|
|
'Bülent kuru fasulyecide evlenme teklif etti'
- Çocuk sahibi olmadığınız için şu an bir pişmanlığınız var mı? - Biz hayata başladığımız zaman çok gençtik ve gençlikte de insanlar fakir oluyorlar galiba. Evlendiğimizde portakal sandıklarından mobilya yaptık. Basmalardan da onlara örtü... Küçücük bir evimiz vardı. Uzun yıllar da öyle gitti. O portakal sandıklarının üzerine bir çocuk koymak istemedik. Ekonomik durumumuz düzeldiğinde düşünebilirdik, ama ondan sonra da bu seçim gezileri başladı...
- Siz mi istemediniz, Bülent Bey mi istemedi? - Her şeyimiz müşterek biliyorsunuz. O zaman da çocuk kime bırakılacak? Ekonomik durum düzelince de bunu düşünüp yapamadık. Böyle bir şeyi oturup konuştuk diyemem, otomatik olarak böyle oldu. Bülent benim hem eşim, hem babam, hem oğlum gibi. Çocuğun eksikliğini hiç hissetmedik. Çünkü biz hep çalışma ortamındaydık.
- Nasıl geçiriyorsunuz bu aralar günlerinizi? - Günde iki kez eşimi ziyarete gidiyorum hastaneye. İki ziyaret arasında bildiğiniz gibi bazı görüşmeler yapıyorum. Geceleri de piyes yazıyorum.
- Yemek yapar mısınız? - Evet. Mesela Bülent kuru fasulye - pilavcıdır. Sevdiği için yaparım, Ve evlenme teklif ettiği gün beni bir lokantaya götürüp bana kuru fasulye-pilav yedirmişti. Kendi sevdiği şeyi bana yedirmişti. Öyle evlenme teklif etmişti.
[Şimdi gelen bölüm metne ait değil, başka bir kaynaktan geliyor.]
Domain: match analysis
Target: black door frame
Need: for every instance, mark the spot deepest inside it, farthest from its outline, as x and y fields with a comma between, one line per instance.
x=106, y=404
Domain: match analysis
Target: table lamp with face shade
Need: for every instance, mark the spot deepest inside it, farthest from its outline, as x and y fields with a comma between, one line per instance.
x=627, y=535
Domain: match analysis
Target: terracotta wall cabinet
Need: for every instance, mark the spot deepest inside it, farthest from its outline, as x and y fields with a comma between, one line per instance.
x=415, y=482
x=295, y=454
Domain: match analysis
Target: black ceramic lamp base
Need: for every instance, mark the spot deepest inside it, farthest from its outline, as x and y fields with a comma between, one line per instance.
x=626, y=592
Ben de çok güzel yemek yaparım, söylemesi ayıp. Annemden öğrendim. Anneme çok yardım ederdim genç kızlık zamanımda. Hafta sonları yemek yapardım. Ev işlerinde de hep yardım etmişimdir.
- Dönüp baktığınızda ülke meselelerinden fırsat bulup kendinizle ilgilenebildiniz mi? Mesela makyaj yapmamanız bile konuşulur hep. - Evet, ben makyaj yapmıyorum diye eleştirilen tek kişiyim herhalde. Ayrıca kalın çorap giyiyorum diye de çok eleştirilmişimdir. Ve kalın çorap giydim diye bana komünist demişlerdi. Oysa ben dikkat ederdim üşütmemeye. Kışın soğuk yerlere giderken kendime çok dikkat eder, kalın giyinirdim. Sıcak günlerde bile yapardım onu.
- Hiç makyaj yapmadınız mı hayatınızda? - Hayır, yapmadım. Hiç rujum olmadı benim. Bilmem niye olmadı. Öyle alışmışım gençliğimde, ondan herhalde.
- Şimdi bu kadar soru sorunca fark ettim ki siz her şey için eleştirilmişsiniz. Neredeyse gözünün üstünde kaşın var, durumu olmuş. - (Gülüyor) Evet. Hakikaten ne kadar çok, değil mi? Herkesin kendi düşüncesi. Beni etkilemiyor söylemesi ayıptır.
- "Din elden gidiyor," "Vatan elden gidiyor," çıkışlarınız için pişman mısınız? - Hiç pişman değilim, çünkü ben içimde ne varsa onu söylerim. Yanlış bir şey görüyordum, söyledim. Misyonerlikle ilgili sözlerime vatandaşlar çok ilgi gösterdi. Ben de Müslüman olduğum için misyonerleri gayet tabii istemedim. Kendimin de Müslüman olduğumu ve Müslümanlığın bu ülkede geriletilmesini istemediğimi söyledim.
- Kuran-ı Kerim'i okudunuz mu? - Okudum tabii. Eşim de okumuştu. Çok ilginç şeyler var içinde. Beni de etkiledi tabii.
- Bülent Bey'in hastalığından sonra maneviyata daha mı fazla yöneldiniz? - Bende o hep vardı zaten. Her zaman eşim için dua ediyorum.